Keywords: insulin resistance, dysglycemia, risk prediction, HIV
Introduction
Type 2 diabetes is a significant comorbidity among people living with HIV (PWH). The national diabetes prevalence in PWH has surpassed that of the general U.S. population, reaching 12% in 2010.1 In addition, some cohort studies have shown higher diabetes incidence in PWH compared with those without HIV.2,3 HIV-related risk factors, such as increased systemic inflammation and exposure to early era antiretroviral therapies, increase diabetes risk.4–9 There is evidence that traditional risk factors, such as increasing age and obesity, are more influential in increasing diabetes risk among PWH.10 HIV clinical guidelines therefore recommend detecting individuals at risk for diabetes and addressing risk factors11–13; however, the optimal method for identifying at-risk PWH is yet to be identified.
Diabetes risk scores can be useful tools to identify PWH at risk for diabetes. For instance, the Finnish Diabetes Risk Score (FINDRISC)14 is a widely validated short questionnaire found to be effective for diabetes risk screening in the U.S. general population.15,16 In the HIV population, FINDRISC has been identified as a promising screening tool17 but its performance in the U.S. HIV population has been found to be suboptimal.18 Because PWH experience a high burden of insulin resistance owing to antiretroviral medication use and chronic systemic inflammation,9,19–21 adding a measure of insulin resistance may improve FINDRISC performance in the HIV population. Specifically, the Homeostasis Model Assessment of Insulin Resistance (HOMA-IR), which measures the relationship between plasma glucose and insulin concentrations,22 has been shown to be a strong predictor of diabetes development in the general population,23 and has potential for improving FINDRISC performance in PWH.
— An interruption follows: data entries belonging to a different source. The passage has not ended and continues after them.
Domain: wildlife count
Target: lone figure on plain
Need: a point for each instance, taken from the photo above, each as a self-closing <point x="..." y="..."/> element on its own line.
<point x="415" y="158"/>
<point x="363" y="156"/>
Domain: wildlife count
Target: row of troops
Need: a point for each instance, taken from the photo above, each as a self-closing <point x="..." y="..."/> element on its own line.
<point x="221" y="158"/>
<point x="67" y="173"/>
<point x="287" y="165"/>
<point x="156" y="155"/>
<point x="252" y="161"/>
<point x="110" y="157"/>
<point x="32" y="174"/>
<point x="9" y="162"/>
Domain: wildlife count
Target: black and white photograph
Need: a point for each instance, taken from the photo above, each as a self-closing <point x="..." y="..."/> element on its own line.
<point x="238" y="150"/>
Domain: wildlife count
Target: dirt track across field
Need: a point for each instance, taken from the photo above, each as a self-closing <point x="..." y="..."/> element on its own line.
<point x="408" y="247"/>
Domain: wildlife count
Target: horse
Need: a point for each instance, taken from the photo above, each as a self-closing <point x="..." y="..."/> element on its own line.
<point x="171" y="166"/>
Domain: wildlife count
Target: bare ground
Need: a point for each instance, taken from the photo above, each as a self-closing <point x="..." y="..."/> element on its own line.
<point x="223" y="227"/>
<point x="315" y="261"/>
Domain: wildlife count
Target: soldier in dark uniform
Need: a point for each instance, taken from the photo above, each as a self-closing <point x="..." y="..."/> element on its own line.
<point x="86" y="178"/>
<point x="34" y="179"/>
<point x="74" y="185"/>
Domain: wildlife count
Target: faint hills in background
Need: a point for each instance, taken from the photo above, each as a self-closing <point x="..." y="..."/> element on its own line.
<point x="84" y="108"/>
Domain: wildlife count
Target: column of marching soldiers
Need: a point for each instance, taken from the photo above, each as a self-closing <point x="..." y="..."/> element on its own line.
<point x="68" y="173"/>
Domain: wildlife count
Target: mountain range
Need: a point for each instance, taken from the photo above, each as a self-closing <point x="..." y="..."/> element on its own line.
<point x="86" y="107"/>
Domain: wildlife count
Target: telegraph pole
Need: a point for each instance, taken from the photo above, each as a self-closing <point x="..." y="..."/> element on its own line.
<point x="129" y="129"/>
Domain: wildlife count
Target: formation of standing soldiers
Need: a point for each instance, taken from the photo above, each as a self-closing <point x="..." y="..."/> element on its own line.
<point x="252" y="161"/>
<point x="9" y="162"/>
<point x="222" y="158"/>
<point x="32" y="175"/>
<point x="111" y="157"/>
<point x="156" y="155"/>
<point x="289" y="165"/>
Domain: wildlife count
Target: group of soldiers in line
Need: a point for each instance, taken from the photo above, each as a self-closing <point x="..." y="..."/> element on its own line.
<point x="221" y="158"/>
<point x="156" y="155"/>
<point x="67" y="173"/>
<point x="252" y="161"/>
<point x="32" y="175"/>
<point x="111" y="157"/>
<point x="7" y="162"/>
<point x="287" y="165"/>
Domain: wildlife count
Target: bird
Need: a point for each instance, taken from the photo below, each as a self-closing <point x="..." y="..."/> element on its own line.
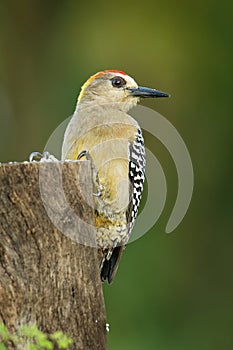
<point x="102" y="131"/>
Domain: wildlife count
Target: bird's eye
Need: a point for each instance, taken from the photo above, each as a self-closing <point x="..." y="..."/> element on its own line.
<point x="118" y="82"/>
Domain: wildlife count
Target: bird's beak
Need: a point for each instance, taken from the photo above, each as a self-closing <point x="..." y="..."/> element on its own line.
<point x="147" y="92"/>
We assessed the comparative performance of FINDRISC and HOMA-IR separately and whether combining them improves prediction of incident diabetes among men and women living with and without HIV.
Methods
Study design and population
Our analyses included HIV-positive and HIV-negative participants from the Multicenter AIDS Cohort Study (MACS)24 and the Women's Interagency HIV Study (WIHS).25 Since their inception in 1984 and 1993, respectively, MACS has enrolled 7,358 men (3,270 HIV-positive and 4,088 HIV-negative) and WIHS has enrolled 4,982 women (3,677 HIV-positive and 1,305 HIV-negative). Participants attended a study visit every 6 months, where they underwent a comprehensive physical examination, blood sampling, and complete interviewer-administered questionnaires, which collected information on demographics, disease characteristics, and specific antiretroviral therapy use. The MACS and WIHS study protocols and consent forms were approved by the Institutional Review Board at each study site, and all participants provided written informed consent.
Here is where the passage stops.